Voting 6-3, the justices rejected contentions that Congress unconstitutionally handed off its taxing powers when it set up the program in 1976. The fund uses a charge imposed on monthly phone bills — in an amount determined by the Federal Communications Commission — to subsidize service for more than 8 million people.
“No impermissible transfer of authority has occurred,” the court majority wrote in its opinion.
The ruling reversed a federal appeals court decision that declared the program unconstitutional, after conservative groups argued the FCC had unconstitutionally handed off its powers to the Universal Service Administrative Co., the private nonprofit entity that runs the program subject to the commission’s oversight.
“Congress sufficiently guided and constrained the discretion that it lodged with the FCC to implement the universal-service contribution scheme,” Justice Elena Kagan said in writing the majority opinion. “And the FCC, in its turn, has retained all decision-making authority within that sphere, relying on the administrative company only for non-binding advice. Nothing in those arrangements, either separately or together, violates the Constitution.”
Small-government advocates had hoped the case would establish new limits on federal regulatory power, building on those the court’s Republican-appointed majority imposed previously. Conservative groups sought to revive the so-called nondelegation doctrine, a rarely successful legal argument that says lawmakers can’t give away their constitutional legislative and taxing powers.
Several conservative justices had expressed interest in revitalizing the doctrine, which the court last invoked in 1935 to blunt President Franklin D. Roosevelt’s New Deal. The Supreme Court has watered down the nondelegation doctrine in recent decades, saying Congress can delegate its powers as long as it lays out an “intelligible principle” for agencies to follow.
But only three of the court’s conservative justices dissented from the majority opinion.

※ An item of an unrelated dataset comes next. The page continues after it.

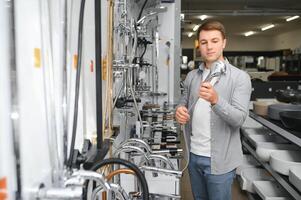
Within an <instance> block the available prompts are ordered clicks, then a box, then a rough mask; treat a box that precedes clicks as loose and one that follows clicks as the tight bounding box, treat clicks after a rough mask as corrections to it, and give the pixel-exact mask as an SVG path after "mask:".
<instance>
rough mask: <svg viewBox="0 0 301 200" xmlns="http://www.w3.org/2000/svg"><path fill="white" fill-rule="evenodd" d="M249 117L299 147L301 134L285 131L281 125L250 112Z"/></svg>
mask: <svg viewBox="0 0 301 200" xmlns="http://www.w3.org/2000/svg"><path fill="white" fill-rule="evenodd" d="M249 116H250V117H251V118H253V119H254V120H256V121H258V122H259V123H261V124H262V125H263V126H265V127H267V128H269V129H271V130H272V131H274V132H276V133H277V134H279V135H281V136H282V137H284V138H286V139H287V140H289V141H291V142H292V143H294V144H296V145H298V146H299V147H301V138H300V137H301V133H298V132H295V131H289V130H287V129H285V128H284V127H283V126H282V125H281V124H275V122H271V121H270V120H268V119H266V118H264V117H261V116H258V115H256V114H255V113H254V112H252V111H250V113H249ZM298 134H299V137H298Z"/></svg>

“The Constitution affords only our elected representatives the power to decide which taxes the government can collect and at what rates,” Justice Neil Gorsuch wrote in his dissent. “As this court observed some decades ago, it would represent “a sharp break with our traditions” for Congress to abdicate its responsibilities and “besto[w] on a federal agency the taxing power.”
President Donald Trump’s administration defended the FCC subsidy program. Had the high court struck it down by invoking the nondelegation doctrine, the ruling might have undercut Trump’s defense of his global tariffs. A lower court cited the nondelegation doctrine in declaring those tariffs unlawful.
The telecom industry also backed the fund at the Supreme Court, as did a coalition of schools, libraries and health-care providers. Industry trade groups told the high court that businesses have invested billions of dollars in infrastructure on the assumption that universal service subsidies would continue.
The conservative advocacy organization Consumers’ Research challenged the program, saying Congress should have set a specific tax rate or imposed a cap on the money the FCC could raise.
The case is FCC v. Consumers’ Research, 24-354.